Bir ağacı gerçekten anlamak istiyorsanız, birisini yetiştirme görevini kendiniz üstlenin. Birçok gelenekte ağaç dikme yasal bir hizmettir ve gelecekteki bağlılığın onayıdır. Zeytinler, hurmalar, meşeler ve elmalar… Bu ağaçlar olgunluğa uzun yıllar sonra erişir. Bir tanesini dikmek ve ilgilenmek için harcanan zaman ve enerji yatırımı, kuşaklar boyunca meyve veren bir armağandır. Bazı insanlar ağaçları sundukları güzellikler için dikerler, daha başkaları sağladıkları kabuklu yemiş ve meyveler için. Bazısı, bir çocuğun doğumunun anısına veya ölmüş olan sevilen birisine bir anıt olarak diker.
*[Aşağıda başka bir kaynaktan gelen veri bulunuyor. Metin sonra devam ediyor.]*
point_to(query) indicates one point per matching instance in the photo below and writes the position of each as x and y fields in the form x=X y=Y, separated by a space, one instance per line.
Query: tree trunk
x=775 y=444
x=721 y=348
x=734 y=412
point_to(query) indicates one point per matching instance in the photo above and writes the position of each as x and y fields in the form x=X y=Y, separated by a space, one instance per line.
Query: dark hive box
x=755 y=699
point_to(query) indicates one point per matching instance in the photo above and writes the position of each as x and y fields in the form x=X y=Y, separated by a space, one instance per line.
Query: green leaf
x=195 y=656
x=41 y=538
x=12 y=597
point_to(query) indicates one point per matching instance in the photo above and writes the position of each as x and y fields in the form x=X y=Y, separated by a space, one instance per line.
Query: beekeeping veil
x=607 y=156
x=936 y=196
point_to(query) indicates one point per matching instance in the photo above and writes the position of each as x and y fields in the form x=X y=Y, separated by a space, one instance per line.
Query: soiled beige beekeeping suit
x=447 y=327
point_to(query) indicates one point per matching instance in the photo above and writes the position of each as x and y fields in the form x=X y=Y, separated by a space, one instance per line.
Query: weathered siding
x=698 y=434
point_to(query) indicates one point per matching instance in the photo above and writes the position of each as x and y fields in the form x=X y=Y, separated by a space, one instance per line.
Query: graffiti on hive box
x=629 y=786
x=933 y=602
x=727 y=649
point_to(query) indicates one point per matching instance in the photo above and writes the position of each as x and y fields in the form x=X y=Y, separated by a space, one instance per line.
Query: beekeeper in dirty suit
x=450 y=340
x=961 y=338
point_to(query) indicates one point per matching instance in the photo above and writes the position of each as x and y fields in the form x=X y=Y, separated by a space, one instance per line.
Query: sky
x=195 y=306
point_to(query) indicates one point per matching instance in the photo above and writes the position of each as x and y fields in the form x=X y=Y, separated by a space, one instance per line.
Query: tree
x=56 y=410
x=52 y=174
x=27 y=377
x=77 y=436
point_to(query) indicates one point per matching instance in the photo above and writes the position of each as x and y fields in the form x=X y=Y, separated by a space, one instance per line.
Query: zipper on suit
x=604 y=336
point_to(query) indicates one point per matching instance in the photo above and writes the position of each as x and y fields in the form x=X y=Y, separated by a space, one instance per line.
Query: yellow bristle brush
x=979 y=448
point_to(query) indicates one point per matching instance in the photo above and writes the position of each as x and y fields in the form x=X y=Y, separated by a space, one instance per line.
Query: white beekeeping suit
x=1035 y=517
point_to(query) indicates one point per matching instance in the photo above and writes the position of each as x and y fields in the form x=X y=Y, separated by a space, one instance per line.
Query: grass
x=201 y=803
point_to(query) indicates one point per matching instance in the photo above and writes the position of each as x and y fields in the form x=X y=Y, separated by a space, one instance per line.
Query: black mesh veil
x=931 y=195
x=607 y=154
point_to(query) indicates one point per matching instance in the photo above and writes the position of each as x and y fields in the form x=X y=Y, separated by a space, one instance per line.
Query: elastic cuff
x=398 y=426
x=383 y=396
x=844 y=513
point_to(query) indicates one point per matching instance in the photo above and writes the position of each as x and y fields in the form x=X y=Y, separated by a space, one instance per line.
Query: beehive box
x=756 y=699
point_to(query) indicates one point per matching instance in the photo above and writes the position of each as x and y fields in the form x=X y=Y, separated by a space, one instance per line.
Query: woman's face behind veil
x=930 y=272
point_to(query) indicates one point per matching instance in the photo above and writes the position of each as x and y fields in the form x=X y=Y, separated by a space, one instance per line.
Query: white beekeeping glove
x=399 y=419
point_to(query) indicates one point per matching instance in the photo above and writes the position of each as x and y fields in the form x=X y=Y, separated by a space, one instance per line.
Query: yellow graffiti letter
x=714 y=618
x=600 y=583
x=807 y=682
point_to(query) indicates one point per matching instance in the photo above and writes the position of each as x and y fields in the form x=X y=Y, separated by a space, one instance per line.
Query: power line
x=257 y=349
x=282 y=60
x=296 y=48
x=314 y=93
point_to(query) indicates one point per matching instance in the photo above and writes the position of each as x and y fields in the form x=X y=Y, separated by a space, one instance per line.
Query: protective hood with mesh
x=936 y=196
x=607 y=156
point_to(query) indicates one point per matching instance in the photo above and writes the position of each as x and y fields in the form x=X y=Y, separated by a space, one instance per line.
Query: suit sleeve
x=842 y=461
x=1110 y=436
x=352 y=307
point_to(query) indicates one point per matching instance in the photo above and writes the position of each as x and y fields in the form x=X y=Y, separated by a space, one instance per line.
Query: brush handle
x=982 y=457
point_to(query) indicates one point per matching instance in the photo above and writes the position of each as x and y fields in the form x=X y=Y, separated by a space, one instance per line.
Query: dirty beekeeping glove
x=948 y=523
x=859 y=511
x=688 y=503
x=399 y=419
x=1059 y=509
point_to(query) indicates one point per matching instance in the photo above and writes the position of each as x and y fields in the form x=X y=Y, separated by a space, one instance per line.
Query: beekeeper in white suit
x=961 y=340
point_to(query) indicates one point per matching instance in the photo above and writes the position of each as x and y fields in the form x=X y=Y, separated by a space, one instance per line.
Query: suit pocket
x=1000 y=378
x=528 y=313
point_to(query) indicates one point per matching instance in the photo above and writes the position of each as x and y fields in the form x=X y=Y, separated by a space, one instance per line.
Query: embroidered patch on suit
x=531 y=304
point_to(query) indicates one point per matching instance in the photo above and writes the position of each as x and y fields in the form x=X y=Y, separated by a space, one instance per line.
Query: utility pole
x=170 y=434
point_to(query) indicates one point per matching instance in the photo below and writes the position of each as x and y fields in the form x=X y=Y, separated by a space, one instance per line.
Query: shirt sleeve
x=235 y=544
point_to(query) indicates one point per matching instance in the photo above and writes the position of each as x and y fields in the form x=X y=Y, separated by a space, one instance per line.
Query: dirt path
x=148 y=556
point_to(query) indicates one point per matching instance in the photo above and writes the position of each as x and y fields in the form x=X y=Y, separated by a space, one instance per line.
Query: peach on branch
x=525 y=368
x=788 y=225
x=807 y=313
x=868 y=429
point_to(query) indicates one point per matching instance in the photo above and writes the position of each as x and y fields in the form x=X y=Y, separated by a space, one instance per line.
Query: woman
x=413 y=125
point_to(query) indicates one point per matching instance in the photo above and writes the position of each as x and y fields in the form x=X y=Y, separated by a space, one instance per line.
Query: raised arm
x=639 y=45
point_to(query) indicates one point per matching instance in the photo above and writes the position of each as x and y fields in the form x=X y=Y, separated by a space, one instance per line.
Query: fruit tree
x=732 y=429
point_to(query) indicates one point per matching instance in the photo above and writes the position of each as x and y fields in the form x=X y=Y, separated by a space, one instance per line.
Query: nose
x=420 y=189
Başkaları, zarar görmüş çevrenin yenilenmesine çare olması için diker.
Richard St. Barbe Baker’ın özellikle esinlendirici bir öyküsü var. Baker, 1900’lerin ortasında, dünyanın her tarafında ağaç dikmeleri için binlerce insanı örgütleyen Kanadalı bir ormancı. Çalışmaları, hızla büyüyen Sahra Çölü’nün bile akıllıca ağaç dikilmesiyle nasıl yeşillendirileceğine ilişkin ilginç bir öneriyi de içeriyordu.
Siz de bir dikili ağacım olsun mu diyorsunuz? O zaman önce fidan dikebileceğiniz bir yer bulun. Koşullara bakın ve orada ne iyi yetişir araştırın. Bir ağaç bulun, dikin ve onunla ilgilenin. Sulayın. Sevin. Güçlü ve bağımsız olana kadar mevsimlerin döngüsü içinde onu yetiştirin. Bu ağaç gelecekteki yatırımınızın parçasıdır. Eğer onu dikmekten hoşlandıysanız, niçin her yıl bir başkasını dikmiyorsunuz? Başkalarını da aynı şeyi yapmaları için cesaretlendirin. Doğaya olan yükümlülüğünüzü göstermek için ne harika bir fırsat!